I’ve even dated a little and learned a lot about myself in the process. It’s not for the faint or fragile, let me tell you. When you are still raw from the massive rejection of a spouse choosing to cheat, even the tiniest rejection (a guy doesn’t follow up when he says he will or ghosting or any of that stupid dating stuff) feels much bigger than it really is. I started dating way too soon, mostly out of a need to prove to myself that someone, anyone was going to want me. But what I learned was that people who barely knew me could treat me with kindness, be thoughtful, be affectionate and that I had been starved of that in my marriage. I decided that I had to find, create or be a source of that for myself, to be whole before I went looking for someone else. And where I’ve landed with the whole dating thing now is that I’m not in a rush. My life is full. I’m proud of who I am and I don’t need a romantic partner to be complete. Of course, I’d love to have a best friend who gets me and thinks I’m awesome and all the closeness that real intimacy can bring but I’m content to wait and see who shows up. And if no one does, that’s okay too. I’m living a good life.

When I look back at everything I’ve done and gone through and all the therapy and coaching and reading and running and meditating, I’m not sure I would have arrived here without the divorce. I needed the space to breathe and explore without those old dance moves getting in the way. And you should know that, after we separated, he tried to come back three times. Each time, I trusted my gut and said no. I knew he hadn’t done the work. I knew, on two of those occasions, that the OW was still in the picture and all he really wanted was for me to rescue him from the mess he had made. So, as I said to him, "I finally choose me".
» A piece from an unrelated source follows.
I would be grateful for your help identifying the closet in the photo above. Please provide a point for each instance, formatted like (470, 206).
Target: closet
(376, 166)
Do I sometimes still feel like I was robbed of what I thought our future was going to be? Yes but the real talk voice reminds me that that was just my idea of a future and reality was not likely to have been what I imagined, even a little bit. And reality, my life on my own now, is so much richer than I would have believed possible in that first year after D-day. So, blessedly, infidelity and all the complex stuff around it, is becoming a thing that happened, in the past, and without much impact on my day-to-day life. It is diminishing in the rearview mirror with increasing speed. I know I’m fortunate in that regard. I want you to know that no matter how your story goes, if divorce is in your future, you can keep yourself safe. Not by hiding and closing off from the world but by running toward it, by claiming a space for yourself, by loving yourself fiercely, by choosing you.